Locally built whl files are not reproducible
Pip uses a temporary directory as the build directory for system specific libraries (eg. psutil), this information gets transferred to the resulting *.so files which causes each call of pip to produce a different *.so file.
The following repository illustrates the issue https://github.com/ltekieli/rules_python_bug.
It uses --disk_cache to specify a common cache between runs. Each run is done in a new docker container instance.
Buggy output is:
$ ./test.sh
Extracting Bazel installation...
Starting local Bazel server and connecting to it...
INFO: Invocation ID: 4f84ccf8-7744-4871-abcd-2b1ef9209fbb
INFO: Rule 'io_bazel_rules_python' modified arguments {"shallow_since": "1546820050 -0500"}
INFO: Analysed target //:test_one (31 packages loaded, 589 targets configured).
INFO: Found 1 test target...
Target //:test_one up-to-date:
bazel-bin/test_one
INFO: Elapsed time: 53.267s, Critical Path: 1.28s
INFO: 1 process: 1 processwrapper-sandbox.
INFO: Build completed successfully, 5 total actions
//:test_one PASSED in 0.9s
Executed 1 out of 1 test: 1 test passes.
INFO: Build completed successfully, 5 total actions
Extracting Bazel installation...
Starting local Bazel server and connecting to it...
INFO: Invocation ID: f615b1f7-d36c-4f30-96fd-c4fb36d6f4e3
INFO: Rule 'io_bazel_rules_python' modified arguments {"shallow_since": "1546820050 -0500"}
INFO: Analysed target //:test_one (31 packages loaded, 590 targets configured).
INFO: Found 1 test target...
Target //:test_one up-to-date:
bazel-bin/test_one
INFO: Elapsed time: 53.548s, Critical Path: 1.05s
INFO: 1 process: 1 processwrapper-sandbox.
INFO: Build completed successfully, 5 total actions
//:test_one PASSED in 0.7s
In the second run the test result should be taken from the cache, but due to the nondeterministic whl it is not.
Applying the following patch solves this issue and the test is properly taken from the cache.
diff --git a/rules_python/piptool.py b/rules_python/piptool.py
index f5d504a..eb688dc 100644
--- a/rules_python/piptool.py
+++ b/rules_python/piptool.py
@@ -154,7 +154,7 @@ def main():
args = parser.parse_args()
# https://github.com/pypa/pip/blob/9.0.1/pip/__init__.py#L209
- if pip_main(["wheel", "-w", args.directory, "-r", args.input]):
+ if pip_main(["wheel", "-b", "/tmp/pip-build", "-w", args.directory, "-r", args.input]):
sys.exit(1)
# Enumerate the .whl files we downloaded.
And correct output:
./test.sh
Extracting Bazel installation...
Starting local Bazel server and connecting to it...
INFO: Invocation ID: 4fe44acd-92dc-4063-8c05-f5639da00909
INFO: Rule 'io_bazel_rules_python' modified arguments {"shallow_since": "1546883993 +0100"}
INFO: Analysed target //:test_one (31 packages loaded, 591 targets configured).
INFO: Found 1 test target...
Target //:test_one up-to-date:
bazel-bin/test_one
INFO: Elapsed time: 51.196s, Critical Path: 1.06s
INFO: 1 process: 1 processwrapper-sandbox.
INFO: Build completed successfully, 5 total actions
//:test_one PASSED in 0.7s
Executed 1 out of 1 test: 1 test passes.
There were tests whose specified size is too big.
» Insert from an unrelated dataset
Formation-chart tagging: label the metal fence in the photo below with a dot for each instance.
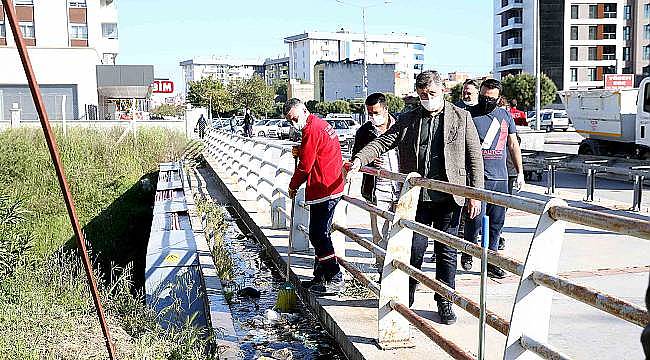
(264, 169)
Use the --test_verbose_timeout_warnings command line option to see which ones these INFO: Build completed successfully, 5 total actions
Extracting Bazel installation...
Starting local Bazel server and connecting to it...
INFO: Invocation ID: 961fce0b-6e99-4b32-a6a8-1d5ca9640e2c
INFO: Rule 'io_bazel_rules_python' modified arguments {"shallow_since": "1546883993 +0100"}
INFO: Analysed target //:test_one (31 packages loaded, 589 targets configured).
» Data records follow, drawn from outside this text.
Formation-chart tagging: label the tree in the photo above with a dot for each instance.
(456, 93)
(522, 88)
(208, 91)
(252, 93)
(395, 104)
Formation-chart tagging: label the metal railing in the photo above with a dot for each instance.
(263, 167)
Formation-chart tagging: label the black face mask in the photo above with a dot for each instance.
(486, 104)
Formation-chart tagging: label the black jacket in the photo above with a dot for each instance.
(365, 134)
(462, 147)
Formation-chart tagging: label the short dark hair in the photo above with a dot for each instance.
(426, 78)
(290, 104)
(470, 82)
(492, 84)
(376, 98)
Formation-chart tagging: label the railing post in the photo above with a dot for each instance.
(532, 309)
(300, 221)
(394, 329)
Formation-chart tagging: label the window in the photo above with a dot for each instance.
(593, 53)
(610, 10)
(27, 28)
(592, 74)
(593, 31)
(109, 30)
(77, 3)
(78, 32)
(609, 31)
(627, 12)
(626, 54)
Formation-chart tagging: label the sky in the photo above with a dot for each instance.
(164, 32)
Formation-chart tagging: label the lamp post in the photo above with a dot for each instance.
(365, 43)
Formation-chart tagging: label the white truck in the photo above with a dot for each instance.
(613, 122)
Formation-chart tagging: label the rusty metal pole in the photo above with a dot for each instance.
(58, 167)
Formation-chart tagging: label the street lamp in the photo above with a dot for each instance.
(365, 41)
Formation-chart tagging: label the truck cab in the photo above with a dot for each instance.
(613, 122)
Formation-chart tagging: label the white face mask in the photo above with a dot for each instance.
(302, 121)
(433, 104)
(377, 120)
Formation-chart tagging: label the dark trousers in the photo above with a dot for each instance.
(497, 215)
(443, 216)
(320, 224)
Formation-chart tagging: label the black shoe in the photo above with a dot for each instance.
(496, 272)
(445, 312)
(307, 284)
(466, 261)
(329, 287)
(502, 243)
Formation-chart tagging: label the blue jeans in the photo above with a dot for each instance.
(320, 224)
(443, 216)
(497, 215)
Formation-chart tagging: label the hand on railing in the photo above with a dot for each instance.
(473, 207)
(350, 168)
INFO: Found 1 test target...
Target //:test_one up-to-date:
bazel-bin/test_one
INFO: Elapsed time: 47.996s, Critical Path: 0.26s
INFO: 1 process: 1 remote cache hit.
INFO: Build completed successfully, 5 total actions
//:test_one (cached) PASSED in 0.2s
Executed 0 out of 1 test: 1 test passes.
There were tests whose specified size is too big. Use the --test_verbose_timeout_warnings command line option to see which ones these INFO: Build completed successfully, 5 total actions
The problem with this solution is that it might happen that parallel executions of pip write to the same build directory when tmp is not sandboxed by bazel. I'm not sure how to solve this properly yet.